Driving much of that adoption will be a refresh of IT budgets with the start of new fiscal 2011 years, which for many companies start in October.
The challenge that many companies will face, however, is figuring out which PCs will need to be completely replaced and which can run of the latest version of the Microsoft’s operating system by adding a little more memory and maybe a bigger disk.
Of course, every user wants a new machine. And from an IT perspective, deploying a new machine can present fewer headaches than trying to upgrade an existing one.
But according to Chuck Brown, a product manager with Fiberlink, which provides a service for remotely managing PCs, replacing the entire fleet of PCs is not necessarily the most fiscally responsible thing to do.

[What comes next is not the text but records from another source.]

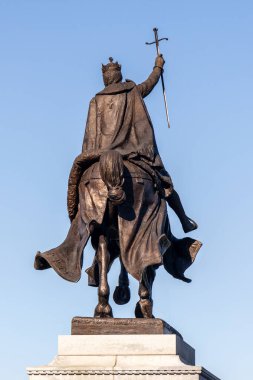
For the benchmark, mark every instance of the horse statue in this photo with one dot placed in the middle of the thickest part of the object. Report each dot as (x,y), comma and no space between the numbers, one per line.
(118,192)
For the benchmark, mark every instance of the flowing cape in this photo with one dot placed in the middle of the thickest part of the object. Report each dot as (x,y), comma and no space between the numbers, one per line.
(118,120)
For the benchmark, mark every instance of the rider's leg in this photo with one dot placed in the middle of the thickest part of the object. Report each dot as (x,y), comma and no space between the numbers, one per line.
(176,205)
(103,308)
(144,307)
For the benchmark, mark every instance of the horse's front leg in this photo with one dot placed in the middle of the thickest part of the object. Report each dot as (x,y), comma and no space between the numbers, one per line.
(103,309)
(144,307)
(121,293)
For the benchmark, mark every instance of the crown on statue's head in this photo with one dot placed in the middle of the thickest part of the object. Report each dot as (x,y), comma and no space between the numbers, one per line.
(111,66)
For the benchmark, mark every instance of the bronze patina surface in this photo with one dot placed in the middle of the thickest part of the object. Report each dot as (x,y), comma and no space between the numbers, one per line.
(117,194)
(115,326)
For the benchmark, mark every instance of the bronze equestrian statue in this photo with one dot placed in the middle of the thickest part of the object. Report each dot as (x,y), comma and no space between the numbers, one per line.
(117,193)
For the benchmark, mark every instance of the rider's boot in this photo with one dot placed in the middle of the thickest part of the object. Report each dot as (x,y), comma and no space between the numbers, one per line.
(175,203)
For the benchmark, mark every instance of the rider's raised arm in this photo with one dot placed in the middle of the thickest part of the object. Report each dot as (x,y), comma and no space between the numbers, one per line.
(147,86)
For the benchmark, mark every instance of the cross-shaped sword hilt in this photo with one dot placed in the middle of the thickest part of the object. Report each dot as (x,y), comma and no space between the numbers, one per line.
(157,40)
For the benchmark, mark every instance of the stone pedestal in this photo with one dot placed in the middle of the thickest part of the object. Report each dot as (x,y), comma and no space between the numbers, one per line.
(122,357)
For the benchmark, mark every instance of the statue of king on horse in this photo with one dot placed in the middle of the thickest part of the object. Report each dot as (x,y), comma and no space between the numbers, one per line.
(117,195)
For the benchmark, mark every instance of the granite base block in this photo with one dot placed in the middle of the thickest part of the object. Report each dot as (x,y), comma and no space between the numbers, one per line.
(118,357)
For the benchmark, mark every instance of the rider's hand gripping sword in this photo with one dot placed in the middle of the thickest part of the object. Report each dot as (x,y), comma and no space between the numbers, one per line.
(158,53)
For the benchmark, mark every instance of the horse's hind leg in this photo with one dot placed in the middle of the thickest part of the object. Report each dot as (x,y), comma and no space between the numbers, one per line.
(144,307)
(103,309)
(121,293)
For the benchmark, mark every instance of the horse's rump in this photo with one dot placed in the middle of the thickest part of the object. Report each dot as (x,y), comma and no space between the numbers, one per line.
(142,218)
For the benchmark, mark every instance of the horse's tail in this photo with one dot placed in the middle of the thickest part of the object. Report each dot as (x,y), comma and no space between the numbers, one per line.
(111,170)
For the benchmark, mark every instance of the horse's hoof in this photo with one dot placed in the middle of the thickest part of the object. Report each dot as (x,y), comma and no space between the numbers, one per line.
(121,295)
(143,309)
(103,311)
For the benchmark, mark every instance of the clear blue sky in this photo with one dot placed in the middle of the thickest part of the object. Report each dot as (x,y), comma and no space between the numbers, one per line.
(51,52)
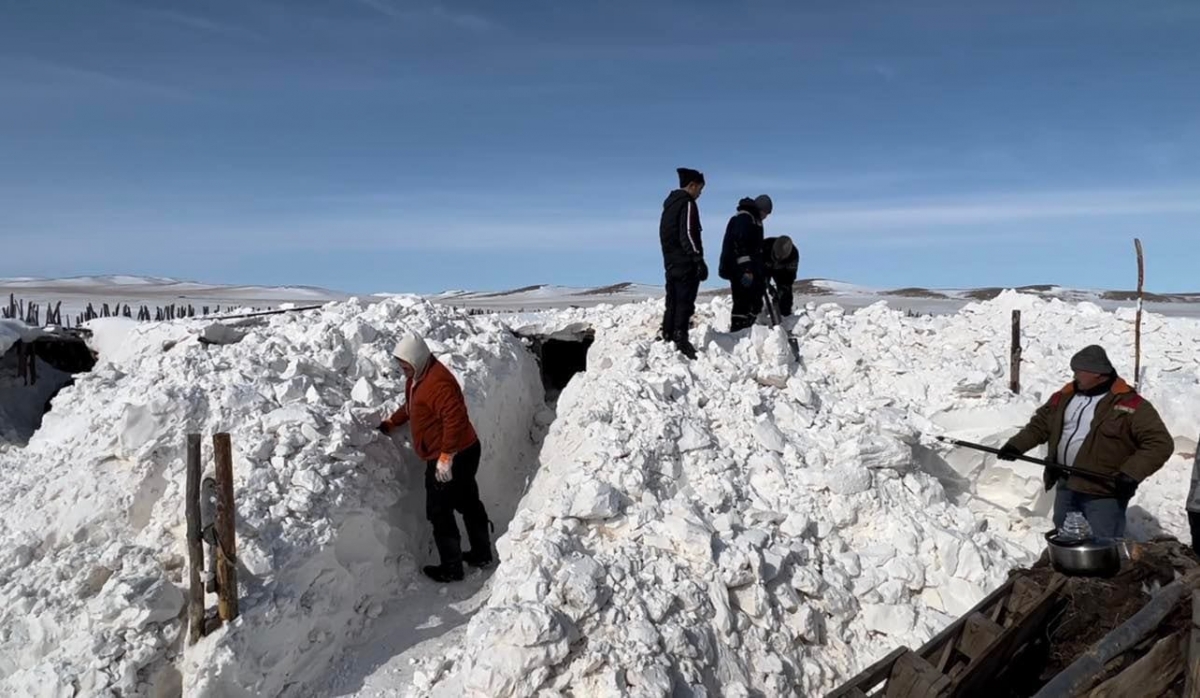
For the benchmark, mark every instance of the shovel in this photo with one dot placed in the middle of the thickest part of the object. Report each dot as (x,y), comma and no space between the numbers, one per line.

Fiberlink’s MaaS360 service allows an IT organization to remotely scan PCs to figure out what types of machines are where. Brown says that most IT organizations will find that 20 to 30 percent of installed PCs can run Windows 7. To simplify that process, Fiberlink also has come up with a cost estimator and a list of seven steps an IT organization should follow when migrating to Windows 7.
As Microsoft withdraws support for Windows XP, many IT organizations will find themselves compelled to move to Windows 7. The only real question is how to make that transition as painless as possible.